Victor Hugo deyince aklınıza sadece Sefiller mi geliyor? O halde hazır olun, çünkü bu Fransız dehasının şiirleri de en az romanları kadar etkileyici. 19. yüzyılın bu dev ismi, kelimelerle adeta bir sihirbaz gibi oynamayı biliyordu.
Şiir denince insanın aklına hemen aşk, doğa ya da melankoli gelir değil mi? Hugo ise bunların çok ötesine geçti. Toplumsal eleştirilerini, insanlık hallerini ve hatta politik görüşlerini mısralarına ustalıkla işledi. Belki de bu yüzden, onun şiirleri günümüzde bile tazeliğini koruyor.
Zamanın Ötesinde Bir Şair: Hugo'nun En Bilinen Şiirleri
Hani bazı şiirler vardır, okuduğunuzda içinize işler? İşte Hugo'nun eserleri tam olarak böyle. "Demain, dès l'aube" mesela... Kızının trajik ölümünün ardından yazdığı bu şiir, öylesine dokunaklı ki, okurken insanın yüreği sızlıyor. Sabahın erken saatlerinde, sisler içinde bir mezarlığa doğru yapılan o yalnız yolculuk - kim bilir kaç kişinin kalbinde yankılanmıştır?
Peki ya "Ce que dit la bouche d'ombre"? Gölgelerin ağzından çıkanlar derken... Hugo burada neredeyse felsefi bir derinliğe dalıyor. İyilik ve kötülük, ışık ve karanlık - insan ruhunun o bitmek bilmeyen ikilemini anlatıyor adeta.
Şiirlerin Arkasındaki Hikayeler
Aslında şunu söylemeden geçemeyeceğim: Hugo'nun şiirlerini anlamak için onun hayat hikayesini bilmek gerekiyor. Sürgün yılları, aşkları, kayıpları... Tüm bunlar mısralarına sinmiş durumda.
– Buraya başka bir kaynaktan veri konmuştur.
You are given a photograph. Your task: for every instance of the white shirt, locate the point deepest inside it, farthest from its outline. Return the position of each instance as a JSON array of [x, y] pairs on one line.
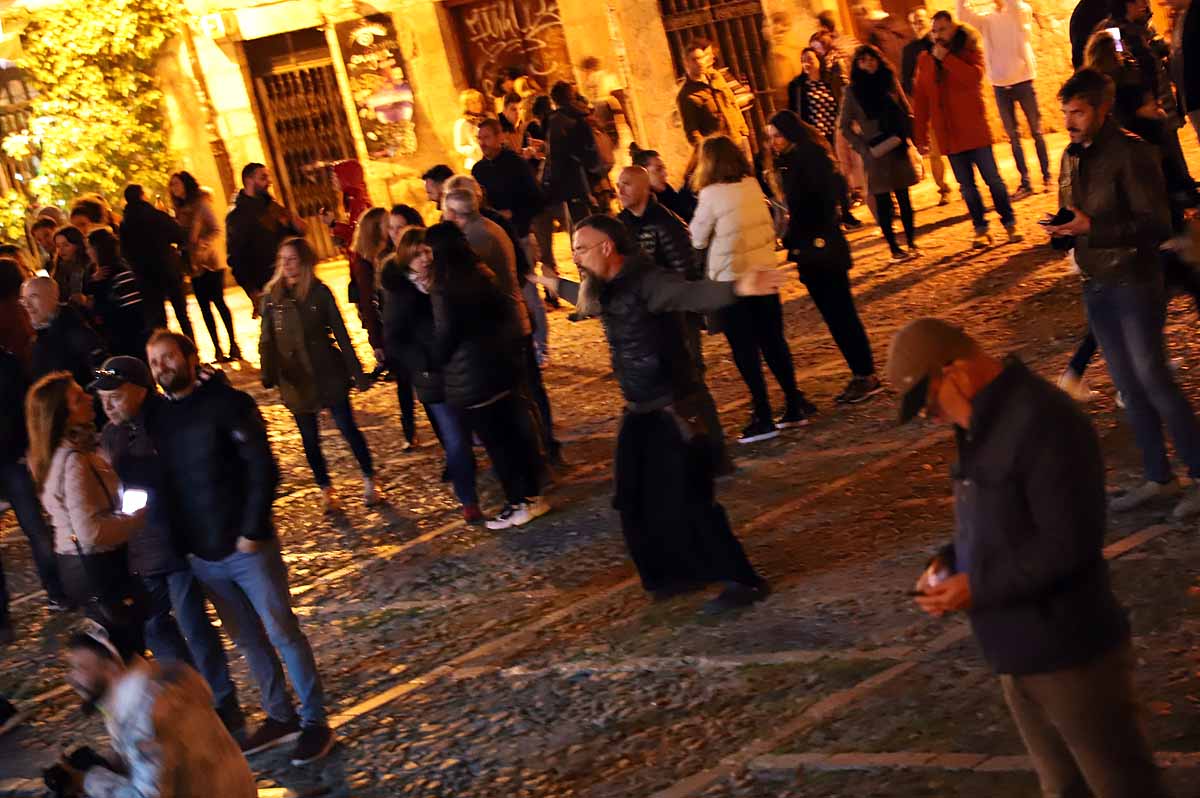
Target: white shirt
[[1006, 39]]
Örneğin, "Les Contemplations" adlı eseri tam bir otobiyografik şiir koleksiyonu gibi. İnsan okuyunca, şairin ruh halini adeta hissediyor.
Günümüzde bile -inanın- Hugo'nun şiirlerinin güncelliğini koruması şaşırtıcı gelmemeli. Çünkü o, evrensel temaları ele alıyor: Aşk, ölüm, umut, adalet arayışı... Bunlar insanlığın hiç değişmeyen gerçekleri değil mi?
Neden Hugo'nun Şiirleri Bu Kadar Etkili?
Bazen düşünüyorum da, acaba Hugo'nun sırrı neydi? Belki de kelimeleri seçişindeki o olağanüstü yetenekti. Ya da imgeleri kullanış biçimi... Mesela "Booz endormi" şiirindeki o mitolojik referanslar ve dini sembolizm - insanı hem düşündürüyor hem de büyülüyor.
- Lirik ve epik şiirin mükemmel birleşimi
- Kişisel ve evrensel olanın dengelenişi
- Dilin sınırlarını zorlayan yenilikçi yaklaşım
- Toplumsal meselelere cesurca dokunuş
Şu kesin ki, Hugo şiir yazmayı sadece bir sanat formu olarak görmüyordu. Ona göre şiir, bir nevi ahlaki sorumluluktu. Belki de bu yüzden, onun mısraları yüzyıllar sonra bile konuşmaya devam ediyor.
Son bir not: Edebiyat severler için Hugo'nun şiirlerini keşfetmek, sandığınızdan daha keyifli bir yolculuk olabilir. Kim bilir, belki siz de bu mısralarda kendinizden bir şeyler bulacaksınız.